‘Destacamento Blood’ reflete sobre racismo e reparação em jornada épica de guerra
Novo filme de Spike Lee reforça cineasta como um dos grandes de nosso tempo
Quando Destacamento Blood começa, a assinatura de Spike Lee está em todo lugar. Imagens documentais mostram personalidades como Malcolm X e Angela Davis fazendo discursos antirracismo e antifascismo em meados dos anos 60, época onde a igualdade racial e os direitos civis já eram o centro do debate em um Estados Unidos rachado ao meio por conta de episódios marcados por violência e brutalidade policial, enquanto a Guerra do Vietnã se intensificava. No conflito, que durou de 1955 a 1975, mais de 333 mil pessoas morreram e, nas baixas americanas, 12,5% eram negras, quase o mesmo percentual de homens negros aptos ao recrutamento.
Planos com múltiplas tomadas e cortes mostram o encontro de quatro veteranos do combate, os Bloods, que voltaram ao país para buscar um tesouro escondido durante a batalha e enterrar seu comandante, Stormin’ Norman (Chadwick Boseman, de Pantera Negra). Eddie (Norm Lewis), dono de concessionárias, o bonachão Melvin (Isiah Whitlock Jr.), o “líder” Otis (Clarke Peters) e o atormentado Paul (Delroy Lindo) partem em uma jornada de autoconhecimento onde antigas e novas feridas serão abertas e examinadas com crueza por Lee, que entrega um de seus roteiros mais complexos, dolorosos e potentes em parceria com Kevin Wilmott (a partir dos originais de Danny Bilson e Paul Di Meo), após o estupendo Infiltrado na Klan.
Destacamento Blood à primeira vista bebe da fonte (e alfineta) o clássicoApocalyspe Now, mas a intenção do diretor é muito mais ambiciosa. Em uma jornada épica de pouco mais de 2h30, Spike Lee examina o racismo estrutural com poucas concessões e há ecos de sua filmografia por toda a parte, do imortal Faça a Coisa Certa até suas obras recentes, como Infiltrado na Klan, ao mesmo tempo acenando para pérolas como O Tesouro de Sierra Madre e O Franco Atirador. A pandemia da covid-19 fez com que o filme fosse lançado pela Netflix mas, felizmente, não o tira da corrida dos principais prêmios do cinema. Todo reconhecimento seria merecido ao diretor e aos atores, especialmente para a performance colossal de Delroy Lindo, na melhor atuação de sua carreira.

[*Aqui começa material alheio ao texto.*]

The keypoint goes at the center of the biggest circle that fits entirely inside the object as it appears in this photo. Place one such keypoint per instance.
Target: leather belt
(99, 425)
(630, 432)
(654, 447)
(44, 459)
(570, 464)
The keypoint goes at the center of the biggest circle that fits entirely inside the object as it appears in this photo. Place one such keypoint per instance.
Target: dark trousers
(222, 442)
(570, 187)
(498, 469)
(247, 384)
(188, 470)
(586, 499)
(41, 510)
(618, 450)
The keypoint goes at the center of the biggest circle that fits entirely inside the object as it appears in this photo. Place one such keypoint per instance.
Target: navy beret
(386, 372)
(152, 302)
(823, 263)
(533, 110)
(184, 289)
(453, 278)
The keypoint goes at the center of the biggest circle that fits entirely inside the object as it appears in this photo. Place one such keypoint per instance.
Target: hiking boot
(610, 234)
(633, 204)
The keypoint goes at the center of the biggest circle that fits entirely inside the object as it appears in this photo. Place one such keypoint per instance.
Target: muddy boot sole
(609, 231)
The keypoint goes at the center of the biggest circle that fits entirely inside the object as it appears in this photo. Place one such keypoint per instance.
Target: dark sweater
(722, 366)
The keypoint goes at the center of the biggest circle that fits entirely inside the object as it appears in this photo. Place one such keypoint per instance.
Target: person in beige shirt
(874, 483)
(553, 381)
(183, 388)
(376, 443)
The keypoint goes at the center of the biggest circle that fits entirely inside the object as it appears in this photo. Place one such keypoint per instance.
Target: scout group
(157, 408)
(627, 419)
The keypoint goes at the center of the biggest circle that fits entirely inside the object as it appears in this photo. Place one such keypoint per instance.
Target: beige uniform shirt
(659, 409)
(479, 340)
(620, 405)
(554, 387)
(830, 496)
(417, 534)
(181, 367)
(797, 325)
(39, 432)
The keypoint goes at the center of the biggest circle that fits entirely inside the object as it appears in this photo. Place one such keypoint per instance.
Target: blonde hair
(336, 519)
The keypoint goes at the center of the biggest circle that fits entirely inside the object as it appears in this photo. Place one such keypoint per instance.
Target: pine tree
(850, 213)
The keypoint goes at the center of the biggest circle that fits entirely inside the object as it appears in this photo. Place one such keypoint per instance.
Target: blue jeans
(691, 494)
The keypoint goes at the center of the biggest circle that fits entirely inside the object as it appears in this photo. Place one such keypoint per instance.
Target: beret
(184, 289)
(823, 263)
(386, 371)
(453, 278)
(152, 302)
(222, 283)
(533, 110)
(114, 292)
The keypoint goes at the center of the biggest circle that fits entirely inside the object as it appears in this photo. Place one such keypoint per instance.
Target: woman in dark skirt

Toda a jornada dos cinco (cada um com seu brilhantismo) é construída em camadas com maestria, Lee sabe como poucos alternar momentos de comédia e tensão. Nesse sentido, os personagens de Whitlock Jr. e Lewis funcionam como alívio cômico em meio às inevitáveis lágrimas. É impossível não sorrir, por exemplo, quando os personagens principais dançam, em uma tomada destinada ao meme, ‘Got to Give Up’, pedrada de Marvin Gaye, com o cantor praticamente fazendo parte de toda a trama, em uma boate vietnamita. O monólogo de Paul, por outro lado, é uma das cenas mais marcantes e tristes da história do cinema recente. Outro destaque vai para Jonathan Majors, que interpreta o filho de Paul, preocupado com os desvarios do pai em uma subtrama tocante.
Nesse sentido, o jogo de estica e puxa reserva vários momentos surpreendentes, até da marcação histórica, já que o diretor usa os mesmos atores em momentos do passado e do presente. Ao fim, as cartas na mesa são as falsas promessas feitas aos negros, não apenas nascidos nos Estados Unidos, mas de todo o mundo. Se a repetição da história foi o duro alerta emInfiltrado na Klan, a angústia e a reparação são o mote de Destacamento Blood. Os roteiristas não fazem dos homens heróis, mas homens imperfeitos, cada um à sua maneira pelo grau de experiência que tiveram com a guerra.
Ao contrário do que seus detratores risivelmente argumentam, Lee nunca foi reviosinista. Seu interesse é o momento atual, e a produção encerrou-se um ano antes da morte de George Floyd. Com as históricas manifestações antirracistas tomando os EUA, o filme ressoa ainda mais forte. Não à toa, um discurso de Martin Luther King Jr. embala os momentos finais em um contraponto inteligente e ferino ao slogan de campanha de Donald Trump. Mas enquanto em outras notas Lee era mais “observador”, aqui ele reconhece a potência de um movimento como o Black Lives Matter e entrega catarse novamente. E esperança.